Managers told workers who felt they needed to be with their families to head home. Karson stayed a bit before honoring his wife's request to be with her. Tennille stayed glued to the TV.
"It was so horrible I couldn't even cry," added Embry, 27. She didn't crack until she drove home to her husband.
"I just started crying, crying and crying," she said. "I've been on the brink of tears for a week."
Days later, when she thought she was moving on, Embry saw photos of flowers in front of U.S. embassies around the world, and "the dam broke again. I ended up crying a little at work." Co-workers consoled with hugs.
"Everyone deals with grief differently," she said. "Some people are moving on and are fine. But I've been a roller coaster every day."
Put it on paper
A day after the attacks, Hallmark encouraged its workers to put their emotions on paper, like they'd done so many times before.
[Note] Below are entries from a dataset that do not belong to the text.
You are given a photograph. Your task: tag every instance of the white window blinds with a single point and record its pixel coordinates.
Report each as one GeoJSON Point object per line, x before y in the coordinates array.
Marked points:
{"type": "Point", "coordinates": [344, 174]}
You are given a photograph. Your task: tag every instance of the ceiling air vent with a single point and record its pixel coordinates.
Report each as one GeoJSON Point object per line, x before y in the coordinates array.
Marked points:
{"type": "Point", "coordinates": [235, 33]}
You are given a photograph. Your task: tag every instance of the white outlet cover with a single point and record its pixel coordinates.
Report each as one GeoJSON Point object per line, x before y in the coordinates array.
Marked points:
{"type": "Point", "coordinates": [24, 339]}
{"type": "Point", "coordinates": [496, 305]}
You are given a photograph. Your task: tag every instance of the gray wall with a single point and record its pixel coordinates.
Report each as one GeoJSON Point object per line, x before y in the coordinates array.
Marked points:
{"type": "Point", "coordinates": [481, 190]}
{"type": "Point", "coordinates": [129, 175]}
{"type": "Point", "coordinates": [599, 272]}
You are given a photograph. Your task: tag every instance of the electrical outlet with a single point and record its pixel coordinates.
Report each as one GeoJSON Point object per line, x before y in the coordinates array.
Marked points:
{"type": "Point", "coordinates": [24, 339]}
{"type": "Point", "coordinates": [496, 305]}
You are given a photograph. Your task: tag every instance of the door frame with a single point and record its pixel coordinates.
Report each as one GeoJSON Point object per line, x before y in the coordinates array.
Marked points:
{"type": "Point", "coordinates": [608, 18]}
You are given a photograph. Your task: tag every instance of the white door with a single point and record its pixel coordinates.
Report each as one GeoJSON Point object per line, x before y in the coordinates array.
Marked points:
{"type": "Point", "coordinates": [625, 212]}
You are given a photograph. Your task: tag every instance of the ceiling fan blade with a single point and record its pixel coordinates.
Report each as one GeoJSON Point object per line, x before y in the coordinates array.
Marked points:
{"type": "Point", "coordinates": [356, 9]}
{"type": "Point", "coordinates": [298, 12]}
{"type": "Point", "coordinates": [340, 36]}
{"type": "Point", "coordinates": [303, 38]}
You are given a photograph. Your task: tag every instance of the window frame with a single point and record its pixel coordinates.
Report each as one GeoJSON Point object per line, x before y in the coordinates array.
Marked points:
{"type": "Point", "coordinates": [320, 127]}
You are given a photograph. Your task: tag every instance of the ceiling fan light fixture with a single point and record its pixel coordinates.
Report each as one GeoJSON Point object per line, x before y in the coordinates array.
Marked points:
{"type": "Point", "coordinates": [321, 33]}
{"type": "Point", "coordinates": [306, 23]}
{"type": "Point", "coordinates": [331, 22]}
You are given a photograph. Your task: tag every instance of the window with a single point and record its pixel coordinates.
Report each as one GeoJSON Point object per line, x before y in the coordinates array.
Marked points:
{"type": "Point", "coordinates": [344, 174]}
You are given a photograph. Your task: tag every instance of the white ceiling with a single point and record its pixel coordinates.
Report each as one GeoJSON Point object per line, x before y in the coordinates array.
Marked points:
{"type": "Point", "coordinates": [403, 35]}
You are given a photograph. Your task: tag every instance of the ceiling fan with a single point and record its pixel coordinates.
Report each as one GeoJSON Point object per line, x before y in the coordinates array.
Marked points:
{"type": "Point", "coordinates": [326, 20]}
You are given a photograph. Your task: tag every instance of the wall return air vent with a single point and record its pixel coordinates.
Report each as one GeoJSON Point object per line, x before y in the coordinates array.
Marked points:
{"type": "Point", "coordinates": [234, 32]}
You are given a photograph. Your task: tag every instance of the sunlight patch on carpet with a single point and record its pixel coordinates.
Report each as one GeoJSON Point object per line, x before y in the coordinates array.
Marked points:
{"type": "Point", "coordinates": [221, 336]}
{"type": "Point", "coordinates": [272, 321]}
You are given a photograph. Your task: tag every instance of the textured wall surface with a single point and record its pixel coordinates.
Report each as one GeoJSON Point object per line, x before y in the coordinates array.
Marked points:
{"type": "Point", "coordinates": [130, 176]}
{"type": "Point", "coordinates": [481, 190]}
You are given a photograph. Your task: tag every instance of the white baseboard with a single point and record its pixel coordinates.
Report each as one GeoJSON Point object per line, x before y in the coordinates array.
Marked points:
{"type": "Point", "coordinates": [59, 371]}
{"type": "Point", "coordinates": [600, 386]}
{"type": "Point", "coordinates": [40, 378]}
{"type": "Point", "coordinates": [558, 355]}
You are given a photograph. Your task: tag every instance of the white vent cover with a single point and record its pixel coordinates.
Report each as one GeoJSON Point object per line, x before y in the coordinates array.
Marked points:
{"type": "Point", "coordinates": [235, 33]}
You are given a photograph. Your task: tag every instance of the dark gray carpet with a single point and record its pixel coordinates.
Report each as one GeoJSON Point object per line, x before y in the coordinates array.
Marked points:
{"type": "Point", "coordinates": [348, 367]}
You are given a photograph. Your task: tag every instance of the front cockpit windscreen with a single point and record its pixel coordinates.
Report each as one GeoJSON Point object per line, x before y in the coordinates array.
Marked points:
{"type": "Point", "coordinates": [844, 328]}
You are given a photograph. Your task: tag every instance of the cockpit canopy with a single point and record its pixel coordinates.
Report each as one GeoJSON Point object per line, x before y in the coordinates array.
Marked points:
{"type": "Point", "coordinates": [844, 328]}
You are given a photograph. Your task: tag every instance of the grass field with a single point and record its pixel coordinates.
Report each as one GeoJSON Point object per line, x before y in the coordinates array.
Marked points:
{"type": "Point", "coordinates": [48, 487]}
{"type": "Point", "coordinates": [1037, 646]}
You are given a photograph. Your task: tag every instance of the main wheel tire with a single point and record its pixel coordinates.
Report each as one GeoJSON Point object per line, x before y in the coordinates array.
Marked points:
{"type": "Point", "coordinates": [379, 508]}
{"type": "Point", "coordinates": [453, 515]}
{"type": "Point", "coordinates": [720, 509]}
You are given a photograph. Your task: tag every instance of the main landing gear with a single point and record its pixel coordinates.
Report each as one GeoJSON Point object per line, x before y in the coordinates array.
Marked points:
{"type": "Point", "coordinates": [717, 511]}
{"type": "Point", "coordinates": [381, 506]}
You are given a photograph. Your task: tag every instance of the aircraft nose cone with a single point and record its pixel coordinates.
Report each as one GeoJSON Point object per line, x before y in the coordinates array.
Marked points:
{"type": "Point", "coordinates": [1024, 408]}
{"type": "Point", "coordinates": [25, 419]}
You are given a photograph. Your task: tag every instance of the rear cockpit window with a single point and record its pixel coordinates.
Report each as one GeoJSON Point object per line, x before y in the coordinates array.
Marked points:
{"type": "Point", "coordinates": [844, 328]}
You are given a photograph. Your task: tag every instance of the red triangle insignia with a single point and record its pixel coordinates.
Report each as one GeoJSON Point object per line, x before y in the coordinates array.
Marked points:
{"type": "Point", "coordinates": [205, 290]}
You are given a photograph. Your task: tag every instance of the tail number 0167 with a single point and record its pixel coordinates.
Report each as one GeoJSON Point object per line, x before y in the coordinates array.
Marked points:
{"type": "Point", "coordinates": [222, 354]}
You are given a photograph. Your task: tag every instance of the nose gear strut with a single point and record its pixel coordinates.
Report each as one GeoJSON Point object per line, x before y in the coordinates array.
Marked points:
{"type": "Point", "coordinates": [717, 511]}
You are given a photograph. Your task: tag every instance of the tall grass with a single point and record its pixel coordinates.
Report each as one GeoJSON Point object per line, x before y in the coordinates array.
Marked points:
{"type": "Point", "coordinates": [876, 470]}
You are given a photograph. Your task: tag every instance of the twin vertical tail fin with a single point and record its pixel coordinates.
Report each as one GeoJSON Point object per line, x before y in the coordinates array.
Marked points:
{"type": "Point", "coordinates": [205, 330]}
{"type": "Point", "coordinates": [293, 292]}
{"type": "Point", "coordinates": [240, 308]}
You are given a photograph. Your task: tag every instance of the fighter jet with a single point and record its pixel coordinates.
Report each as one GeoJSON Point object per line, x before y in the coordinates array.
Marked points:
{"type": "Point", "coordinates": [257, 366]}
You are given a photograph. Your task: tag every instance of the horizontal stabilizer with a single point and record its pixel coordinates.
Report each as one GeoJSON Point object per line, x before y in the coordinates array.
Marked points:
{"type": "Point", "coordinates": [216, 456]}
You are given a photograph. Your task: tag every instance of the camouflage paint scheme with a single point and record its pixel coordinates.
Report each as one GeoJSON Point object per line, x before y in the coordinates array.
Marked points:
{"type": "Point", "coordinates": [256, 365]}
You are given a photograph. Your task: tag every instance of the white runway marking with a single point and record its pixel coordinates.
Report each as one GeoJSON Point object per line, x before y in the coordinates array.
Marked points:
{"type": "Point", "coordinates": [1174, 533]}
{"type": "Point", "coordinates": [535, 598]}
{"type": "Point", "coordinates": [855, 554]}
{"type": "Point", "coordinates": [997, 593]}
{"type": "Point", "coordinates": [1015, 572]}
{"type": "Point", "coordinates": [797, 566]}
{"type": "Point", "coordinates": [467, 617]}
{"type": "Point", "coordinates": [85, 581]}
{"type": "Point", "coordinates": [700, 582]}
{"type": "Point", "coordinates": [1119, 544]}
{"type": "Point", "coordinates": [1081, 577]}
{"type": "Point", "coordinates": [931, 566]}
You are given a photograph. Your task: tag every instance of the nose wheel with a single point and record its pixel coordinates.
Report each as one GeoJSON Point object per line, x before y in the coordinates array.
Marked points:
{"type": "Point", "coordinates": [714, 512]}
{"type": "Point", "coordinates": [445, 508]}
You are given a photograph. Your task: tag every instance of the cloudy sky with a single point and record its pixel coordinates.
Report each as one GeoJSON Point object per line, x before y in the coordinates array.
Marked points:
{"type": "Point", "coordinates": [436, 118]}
On its Web site, the company posted the writings of Tennille, Karson and Embry, hoping to salve a hurting nation.
"Part of the way I deal with my own grief and trauma is through writing, so when they asked me for some words I was really happy to share," Embry said. "I was just thinking about what on earth could you say to someone suffering such an enormous, inexplicable loss, other than to say, 'We're suffering with you, and we're here."'
So became her "You Are Not Alone," in which she wrote of not knowing the victims or their families but being "with you in your pain."
"The hearts of many who you may never know are going out to you, are breaking for you," Embry wrote. "You are my sister, my brother, my neighbor, my countryman, my friend. And you are in my prayers, you are in our thoughts, and we are with you, behind you. You are not alone."